Environment variables (.env)
R2_ACCOUNT_ID= # cloudflare account id
R2_ACCESS_KEY=
R2_SECRET_KEY=
R2_BUCKET=
R2_PUBLIC_URL= # e.g. https://pub-xxx.r2.dev (trailing slash stripped)
DATABASE_URL= # postgresql://user:pass@host:port/dbname
Missing any of these produces a friendly error on first R2/DB operation, not on import.
DB schema expectations
The script reads/writes but does not create tables.
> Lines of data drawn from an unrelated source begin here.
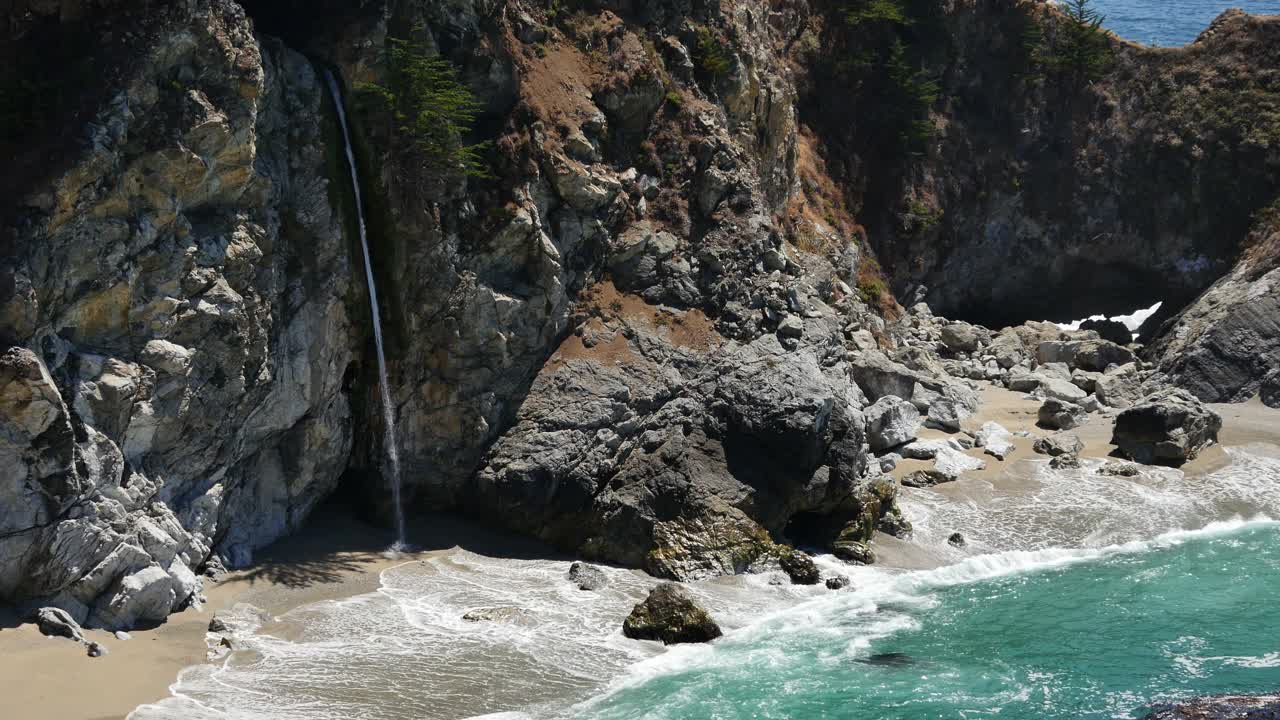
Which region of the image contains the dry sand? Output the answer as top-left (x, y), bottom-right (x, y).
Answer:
top-left (0, 505), bottom-right (548, 720)
top-left (0, 386), bottom-right (1280, 720)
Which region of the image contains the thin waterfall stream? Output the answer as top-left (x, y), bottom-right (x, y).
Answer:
top-left (324, 70), bottom-right (406, 551)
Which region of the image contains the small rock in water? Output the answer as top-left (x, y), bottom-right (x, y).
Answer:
top-left (831, 541), bottom-right (876, 565)
top-left (1048, 452), bottom-right (1080, 470)
top-left (568, 562), bottom-right (609, 591)
top-left (1098, 462), bottom-right (1142, 478)
top-left (778, 548), bottom-right (822, 585)
top-left (1032, 433), bottom-right (1084, 456)
top-left (902, 470), bottom-right (955, 488)
top-left (859, 652), bottom-right (915, 667)
top-left (622, 583), bottom-right (722, 644)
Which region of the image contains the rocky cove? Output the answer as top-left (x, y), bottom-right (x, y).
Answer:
top-left (0, 0), bottom-right (1280, 712)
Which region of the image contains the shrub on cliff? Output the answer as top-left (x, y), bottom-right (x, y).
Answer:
top-left (356, 37), bottom-right (489, 177)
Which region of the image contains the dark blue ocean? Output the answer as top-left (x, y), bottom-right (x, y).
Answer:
top-left (1093, 0), bottom-right (1280, 45)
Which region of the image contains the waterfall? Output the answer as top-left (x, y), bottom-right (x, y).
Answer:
top-left (324, 70), bottom-right (404, 550)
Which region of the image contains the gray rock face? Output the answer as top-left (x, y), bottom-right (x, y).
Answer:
top-left (1037, 397), bottom-right (1088, 430)
top-left (1111, 388), bottom-right (1222, 466)
top-left (36, 607), bottom-right (84, 642)
top-left (1152, 257), bottom-right (1280, 406)
top-left (622, 583), bottom-right (721, 644)
top-left (1032, 433), bottom-right (1084, 457)
top-left (863, 395), bottom-right (920, 452)
top-left (0, 0), bottom-right (358, 628)
top-left (474, 311), bottom-right (888, 579)
top-left (1080, 320), bottom-right (1133, 346)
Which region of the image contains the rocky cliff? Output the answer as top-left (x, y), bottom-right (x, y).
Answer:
top-left (0, 0), bottom-right (1280, 626)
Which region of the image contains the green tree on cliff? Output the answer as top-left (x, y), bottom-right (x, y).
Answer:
top-left (1027, 0), bottom-right (1111, 86)
top-left (356, 37), bottom-right (489, 177)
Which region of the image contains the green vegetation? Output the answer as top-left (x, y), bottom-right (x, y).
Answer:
top-left (1024, 0), bottom-right (1112, 86)
top-left (840, 0), bottom-right (941, 152)
top-left (356, 37), bottom-right (489, 177)
top-left (698, 27), bottom-right (732, 78)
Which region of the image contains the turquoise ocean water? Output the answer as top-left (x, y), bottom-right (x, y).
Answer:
top-left (567, 521), bottom-right (1280, 720)
top-left (1093, 0), bottom-right (1280, 45)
Create them externally:
CREATE TABLE "Manga" (
id SERIAL PRIMARY KEY,
slug TEXT UNIQUE NOT NULL,
title TEXT NOT NULL,
description TEXT,
"coverUrl" TEXT,
genre TEXT, -- comma-joined list of all genres
status TEXT NOT NULL, -- PUBLISHED | DRAFT | HIDDEN
"createdAt" TIMESTAMPTZ NOT NULL,
"updatedAt" TIMESTAMPTZ NOT NULL
);
CREATE TABLE "Chapter" (
id SERIAL PRIMARY KEY,
"mangaId" INTEGER NOT NULL REFERENCES "Manga"(id),
number INTEGER NOT NULL, -- 1-based index from the API order
title TEXT NOT NULL,
UNIQUE ("mangaId", number)
);
CREATE TABLE "Page" (
id SERIAL PRIMARY KEY,
"chapterId" INTEGER NOT NULL REFERENCES "Chapter"(id),
number INTEGER NOT NULL, -- 1-based page number
"imageUrl" TEXT NOT NULL,
width INTEGER,
height INTEGER,
UNIQUE ("chapterId", number)
);
Column identifiers are camelCase with double quotes — matches Prisma default naming.
Where to change what
| Task | Location |
|---|---|
| Add a new site | Extract happymh-specific bits: fetch_chapters_via_api, fetch_chapters_from_dom, fetch_metadata, _try_get_chapter_images, the /mcover/ cover capture in load_manga_page, the reader URL shape. Keep Chrome/R2/DB/TUI as common. |
| New menu item | Add to show_menu list in main and dispatch in the if idx == N: ladder. For R2/DB ops, add to tui_r2_manage. |
| Tweak CF detection | wait_for_cloudflare / _wait_for_cf_on_page — edit the title/URL heuristics carefully, both ops check the same signals. |
| Change image quality | WEBP_QUALITY at top of file; cover quality is hard-coded 80 in make_cover. |
| Add a new Page-table column | Update all three INSERT INTO "Page" sites (upload_manga_to_r2, cmd_sync, tui_check_missing_pages re-upload branch) and the SELECT ... FROM "Page" in the dim-check query. |
| Change parallelism | UPLOAD_WORKERS for R2 uploads; do not introduce chapter-level threading (sync Playwright breaks). |
Future: multi-site support
Current code is happymh-specific (selectors, API paths, URL patterns). To generalise, a site module would implement fetch_chapters(page, slug), get_chapter_images(page, slug, chapter_id), and fetch_metadata(page), keeping the Chrome/R2/DB/TUI layer common.